Por que não está no banquete?
- Está
demasiado quente, demasiado ruidoso e bebi demasiado vinho - disse o
anão. -Aprendi há muito que se considera má-educação vomitar por
cima do irmão. Posso ver o seu lobo mais de perto?
Jon
hesitou, mas depois concordou devagar.
-
Consegue descer daí ou devo ir buscar uma escada?
- Ah, que
se dane - disse o homenzinho. Atirou-se da saliência para o ar
vazio. Jon sobressaltou-se, depois viu com um temor respeitoso como
Tyrion Lannister rodopiou numa bola apertada, aterrissou ligeiro
sobre as mãos e depois volteou para trás, caindo em pé.
Fantasma
afastou-se dele com receio.
O anão
sacudiu o pó e soltou uma gargalhada.
- Creio
que assustei seu lobo. Minhas desculpas.
- Não
está assustado - disse Jon. Ajoelhou-se e chamou seu lobo. -
Fantasma, vem cá. Anda. Isso mesmo.
A cria de
lobo aproximou-se e encostou o focinho no rosto de Jon, mas manteve
um olho cuidadoso em Tyrion Lannister, e, quando o anão estendeu a
mão para lhe fazer uma festa, afastou-se e mostrou os caninos num
rosnado silencioso.
- É
tímido, não é? - observou Lannister.
- Senta,
Fantasma - ordenou Jon. - Isso mesmo. Quieto - ergueu os olhos para o
anão. - Pode tocá-lo agora. Ele não se mexerá até que eu lhe
diga para fazê-lo. Eu o tenho treinado.
-
Compreendo - disse o Lannister. Esfregou o pelo branco como a neve
entre as orelhas de Fantasma e disse: - Bonito lobo.
- Se eu
não estivesse aqui, ele rasgaria sua garganta - disse Jon. Ainda não
era bem verdade, mas viria a ser.
- Nesse
caso, é melhor que fique por perto - disse o anão. Inclinou a
cabeça grande demais rara um lado e observou Jon com seus olhos
desiguais. - Chamo-me Tyrion Lannister.
- Eu sei
- disse Jon. Ergueu-se. Em pé, era mais alto que o anão. Mas isto o
fazia sentir-se estranho.
- E você
é o bastardo de Ned Stark, não é?
Jon
sentiu-se atravessado por uma sensação de frio. Apertou os lábios
e não disse nada.
- Eu o
ofendi? - disse Lannister. - Perdão. Os anões não têm de ter
tato. Gerações de bobos Tiriegados conquistaram para mim o direito
de me vestir mal e de dizer qualquer maldita coisa que me venha à
cabeça - ele sorriu. - Mas você é o bastardo.
-Lorde
Eddard Stark é meu pai - admitiu Jon rigidamente.
Lannister
estudou-lhe o rosto.
- Sim -
disse. - Consigo ver. Você tem em si mais do Norte que seus irmãos.
-
Meios-irmãos - Jon corrigiu. O comentário do anão o agradara, mas
tentou não mostrar.
-
Deixe-me lhe dar um conselho, bastardo - disse Lannister. - Nunca se
esqueça de quem é, porque é certo que o mundo não se lembrará.
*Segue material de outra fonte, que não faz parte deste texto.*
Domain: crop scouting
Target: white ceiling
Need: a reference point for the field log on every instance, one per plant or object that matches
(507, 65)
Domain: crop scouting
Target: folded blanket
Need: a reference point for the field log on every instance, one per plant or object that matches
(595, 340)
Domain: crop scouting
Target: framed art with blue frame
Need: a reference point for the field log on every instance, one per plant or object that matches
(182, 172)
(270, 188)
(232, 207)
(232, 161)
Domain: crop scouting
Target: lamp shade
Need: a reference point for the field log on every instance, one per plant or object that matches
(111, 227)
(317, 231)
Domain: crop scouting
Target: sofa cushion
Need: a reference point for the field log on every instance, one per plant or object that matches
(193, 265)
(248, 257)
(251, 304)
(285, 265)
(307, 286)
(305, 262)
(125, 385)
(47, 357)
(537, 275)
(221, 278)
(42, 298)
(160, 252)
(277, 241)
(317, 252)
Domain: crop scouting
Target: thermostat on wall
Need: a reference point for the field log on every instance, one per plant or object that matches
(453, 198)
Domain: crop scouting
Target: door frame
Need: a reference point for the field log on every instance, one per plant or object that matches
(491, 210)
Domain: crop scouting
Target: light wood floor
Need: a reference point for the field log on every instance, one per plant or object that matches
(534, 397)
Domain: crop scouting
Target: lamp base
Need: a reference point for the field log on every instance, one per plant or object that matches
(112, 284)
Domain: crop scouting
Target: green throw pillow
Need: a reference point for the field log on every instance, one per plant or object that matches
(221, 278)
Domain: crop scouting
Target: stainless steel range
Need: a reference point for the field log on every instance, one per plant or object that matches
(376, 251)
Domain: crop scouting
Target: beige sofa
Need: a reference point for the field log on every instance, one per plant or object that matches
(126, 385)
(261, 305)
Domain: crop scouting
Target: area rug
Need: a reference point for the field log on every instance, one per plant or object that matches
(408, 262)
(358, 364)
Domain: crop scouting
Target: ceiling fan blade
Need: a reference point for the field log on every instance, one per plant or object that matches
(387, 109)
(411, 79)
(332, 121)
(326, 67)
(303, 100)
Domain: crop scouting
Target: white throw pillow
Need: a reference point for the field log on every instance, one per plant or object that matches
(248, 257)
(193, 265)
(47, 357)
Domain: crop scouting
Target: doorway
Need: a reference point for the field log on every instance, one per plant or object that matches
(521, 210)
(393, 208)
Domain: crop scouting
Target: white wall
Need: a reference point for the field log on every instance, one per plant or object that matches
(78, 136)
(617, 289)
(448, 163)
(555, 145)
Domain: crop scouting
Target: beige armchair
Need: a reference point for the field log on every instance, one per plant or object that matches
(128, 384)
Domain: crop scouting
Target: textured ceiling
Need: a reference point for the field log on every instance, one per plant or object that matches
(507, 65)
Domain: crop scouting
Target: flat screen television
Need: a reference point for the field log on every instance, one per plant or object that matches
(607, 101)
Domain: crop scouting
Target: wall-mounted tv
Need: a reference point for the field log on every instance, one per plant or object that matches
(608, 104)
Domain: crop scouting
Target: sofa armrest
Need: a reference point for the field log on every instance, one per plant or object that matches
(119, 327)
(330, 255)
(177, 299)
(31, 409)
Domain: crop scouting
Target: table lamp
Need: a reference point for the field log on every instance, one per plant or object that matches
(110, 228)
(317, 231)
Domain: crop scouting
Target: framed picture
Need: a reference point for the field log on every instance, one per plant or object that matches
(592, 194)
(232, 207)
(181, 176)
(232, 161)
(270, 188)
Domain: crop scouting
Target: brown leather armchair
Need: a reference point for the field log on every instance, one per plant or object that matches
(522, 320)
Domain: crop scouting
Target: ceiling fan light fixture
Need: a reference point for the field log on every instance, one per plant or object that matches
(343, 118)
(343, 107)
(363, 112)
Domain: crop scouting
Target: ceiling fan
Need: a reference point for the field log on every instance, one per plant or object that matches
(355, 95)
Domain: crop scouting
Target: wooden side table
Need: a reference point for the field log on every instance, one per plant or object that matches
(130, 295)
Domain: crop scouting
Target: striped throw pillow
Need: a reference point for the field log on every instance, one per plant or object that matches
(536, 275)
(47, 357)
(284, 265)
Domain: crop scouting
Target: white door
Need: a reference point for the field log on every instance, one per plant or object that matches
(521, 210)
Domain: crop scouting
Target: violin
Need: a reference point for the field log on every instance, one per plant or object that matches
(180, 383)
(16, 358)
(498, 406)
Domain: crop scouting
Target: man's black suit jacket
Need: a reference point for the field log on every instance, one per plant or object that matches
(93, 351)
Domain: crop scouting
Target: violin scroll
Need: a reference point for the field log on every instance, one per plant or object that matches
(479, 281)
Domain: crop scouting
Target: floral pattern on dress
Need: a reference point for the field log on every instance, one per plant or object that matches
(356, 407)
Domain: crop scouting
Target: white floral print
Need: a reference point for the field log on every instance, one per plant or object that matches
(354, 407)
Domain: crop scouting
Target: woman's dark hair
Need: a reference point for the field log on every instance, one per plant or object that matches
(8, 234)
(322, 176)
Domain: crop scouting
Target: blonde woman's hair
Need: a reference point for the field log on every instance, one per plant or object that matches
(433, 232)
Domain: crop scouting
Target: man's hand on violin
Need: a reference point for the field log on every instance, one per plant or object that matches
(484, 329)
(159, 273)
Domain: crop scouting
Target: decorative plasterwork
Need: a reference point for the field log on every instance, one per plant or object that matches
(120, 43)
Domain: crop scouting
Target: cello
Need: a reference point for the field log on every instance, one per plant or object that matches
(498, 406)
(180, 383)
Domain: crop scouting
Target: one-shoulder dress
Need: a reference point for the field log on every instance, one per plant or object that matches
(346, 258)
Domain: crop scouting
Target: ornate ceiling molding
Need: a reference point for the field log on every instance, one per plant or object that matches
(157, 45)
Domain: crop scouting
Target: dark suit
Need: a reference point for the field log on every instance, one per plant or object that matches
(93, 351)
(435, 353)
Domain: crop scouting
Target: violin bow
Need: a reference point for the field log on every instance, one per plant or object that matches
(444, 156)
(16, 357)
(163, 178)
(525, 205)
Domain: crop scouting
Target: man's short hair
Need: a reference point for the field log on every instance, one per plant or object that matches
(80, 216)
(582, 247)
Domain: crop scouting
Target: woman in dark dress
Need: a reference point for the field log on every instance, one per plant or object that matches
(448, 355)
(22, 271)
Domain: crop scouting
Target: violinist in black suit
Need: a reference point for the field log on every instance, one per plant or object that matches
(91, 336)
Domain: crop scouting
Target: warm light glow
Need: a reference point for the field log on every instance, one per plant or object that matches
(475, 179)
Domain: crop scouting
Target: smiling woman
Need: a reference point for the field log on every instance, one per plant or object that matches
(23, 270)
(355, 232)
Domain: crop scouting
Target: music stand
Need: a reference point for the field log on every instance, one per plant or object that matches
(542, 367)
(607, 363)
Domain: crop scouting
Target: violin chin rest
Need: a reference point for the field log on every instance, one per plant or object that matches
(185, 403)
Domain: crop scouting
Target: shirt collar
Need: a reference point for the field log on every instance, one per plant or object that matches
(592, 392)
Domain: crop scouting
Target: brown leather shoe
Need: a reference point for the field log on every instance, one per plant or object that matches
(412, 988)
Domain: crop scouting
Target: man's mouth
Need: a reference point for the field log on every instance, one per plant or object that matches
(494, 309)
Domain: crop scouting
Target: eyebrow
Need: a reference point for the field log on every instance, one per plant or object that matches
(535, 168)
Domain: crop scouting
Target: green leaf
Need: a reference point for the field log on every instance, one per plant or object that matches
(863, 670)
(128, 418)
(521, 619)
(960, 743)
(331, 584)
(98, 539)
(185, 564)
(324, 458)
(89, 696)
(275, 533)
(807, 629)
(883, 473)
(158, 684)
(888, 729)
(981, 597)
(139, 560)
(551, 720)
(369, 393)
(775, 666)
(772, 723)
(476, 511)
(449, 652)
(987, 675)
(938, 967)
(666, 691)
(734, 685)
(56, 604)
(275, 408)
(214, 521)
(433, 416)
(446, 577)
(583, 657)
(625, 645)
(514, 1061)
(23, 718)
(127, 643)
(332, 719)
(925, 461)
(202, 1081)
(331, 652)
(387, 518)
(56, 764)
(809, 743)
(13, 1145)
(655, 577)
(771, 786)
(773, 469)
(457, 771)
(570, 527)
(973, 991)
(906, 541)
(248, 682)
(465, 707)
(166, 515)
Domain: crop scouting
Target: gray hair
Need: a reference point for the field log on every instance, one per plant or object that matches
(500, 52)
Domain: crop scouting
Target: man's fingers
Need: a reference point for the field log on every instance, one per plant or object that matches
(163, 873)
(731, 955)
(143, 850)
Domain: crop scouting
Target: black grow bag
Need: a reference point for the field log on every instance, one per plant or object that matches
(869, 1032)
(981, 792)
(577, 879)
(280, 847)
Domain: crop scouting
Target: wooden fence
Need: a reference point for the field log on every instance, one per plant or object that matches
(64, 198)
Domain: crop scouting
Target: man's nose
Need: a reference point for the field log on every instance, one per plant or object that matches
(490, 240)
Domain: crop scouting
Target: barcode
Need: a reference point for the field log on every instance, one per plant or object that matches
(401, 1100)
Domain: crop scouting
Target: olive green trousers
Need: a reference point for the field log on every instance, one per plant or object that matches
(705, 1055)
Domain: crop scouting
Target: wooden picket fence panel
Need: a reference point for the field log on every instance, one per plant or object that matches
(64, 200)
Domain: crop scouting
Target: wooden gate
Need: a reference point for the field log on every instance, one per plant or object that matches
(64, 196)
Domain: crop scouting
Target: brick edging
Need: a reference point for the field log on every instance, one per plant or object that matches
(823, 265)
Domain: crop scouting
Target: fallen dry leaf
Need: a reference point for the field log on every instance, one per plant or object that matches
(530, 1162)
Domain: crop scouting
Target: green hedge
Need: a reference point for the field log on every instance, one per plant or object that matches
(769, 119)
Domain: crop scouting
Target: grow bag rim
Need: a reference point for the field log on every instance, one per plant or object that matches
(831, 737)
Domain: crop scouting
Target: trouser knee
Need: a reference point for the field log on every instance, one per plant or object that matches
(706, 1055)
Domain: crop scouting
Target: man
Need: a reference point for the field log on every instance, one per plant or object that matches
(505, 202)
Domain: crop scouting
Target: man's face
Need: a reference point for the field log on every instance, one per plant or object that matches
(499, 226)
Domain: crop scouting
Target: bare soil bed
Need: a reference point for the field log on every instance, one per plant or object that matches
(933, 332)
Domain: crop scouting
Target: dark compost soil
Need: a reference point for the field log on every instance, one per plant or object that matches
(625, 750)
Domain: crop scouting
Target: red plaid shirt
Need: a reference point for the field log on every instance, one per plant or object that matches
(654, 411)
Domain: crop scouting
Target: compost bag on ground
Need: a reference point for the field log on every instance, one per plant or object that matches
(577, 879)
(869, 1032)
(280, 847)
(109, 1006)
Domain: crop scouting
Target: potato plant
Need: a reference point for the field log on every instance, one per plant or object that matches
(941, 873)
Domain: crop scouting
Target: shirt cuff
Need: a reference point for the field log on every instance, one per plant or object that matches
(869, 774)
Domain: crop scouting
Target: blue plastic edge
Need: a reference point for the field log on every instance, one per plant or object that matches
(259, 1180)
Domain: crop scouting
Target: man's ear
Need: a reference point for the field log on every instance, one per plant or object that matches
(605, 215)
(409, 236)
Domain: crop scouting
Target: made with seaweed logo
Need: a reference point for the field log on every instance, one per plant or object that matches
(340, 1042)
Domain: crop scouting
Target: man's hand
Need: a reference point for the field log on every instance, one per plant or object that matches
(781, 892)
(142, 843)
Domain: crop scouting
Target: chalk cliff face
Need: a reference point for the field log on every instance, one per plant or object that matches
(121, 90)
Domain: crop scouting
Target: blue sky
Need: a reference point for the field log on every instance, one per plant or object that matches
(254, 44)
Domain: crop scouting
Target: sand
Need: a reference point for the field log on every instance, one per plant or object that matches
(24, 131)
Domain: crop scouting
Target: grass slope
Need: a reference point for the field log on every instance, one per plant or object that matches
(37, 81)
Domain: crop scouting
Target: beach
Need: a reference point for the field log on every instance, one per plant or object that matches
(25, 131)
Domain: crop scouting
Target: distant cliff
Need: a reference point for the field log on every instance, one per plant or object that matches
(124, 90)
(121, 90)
Faça disso sua força. Assim, não poderá ser nunca a sua fraqueza.
Arme-se com esta lembrança, e ela nunca poderá ser usada para
magoá-lo.
Jon não
estava com disposição de ouvir conselhos de ninguém.
- Que
sabe você de ser um bastardo?
- Todos
os anões são bastardos aos olhos dos pais.
- Você é
filho legítimo de Lannister.
- Ah,
sou? - respondeu o anão, sarcástico. - Vá dizer isso ao senhor meu
pai. Minha mãe morreu ao dar-me à luz, e ele nunca teve certeza.
- Nem
sequer sei quem foi minha mãe - disse Jon.
- Uma
mulher qualquer, sem dúvida. A maior parte delas é isso - dirigiu a
Jon um sorriso tristonho. - Lembre-se disto, rapaz. Todos os anões
serão bastardos, mas nem todos os bastardos precisam ser anões - e,
com aquelas palavras, virou as costas e regressou vagarosamente ao
banquete, assobiando uma canção. Quando abriu a porta, a luz vinda
de dentro atirou sua sombra bem definida pelo pátio afora e, só por
um momento, Tyrion Lannister ergueu-se alto como um rei.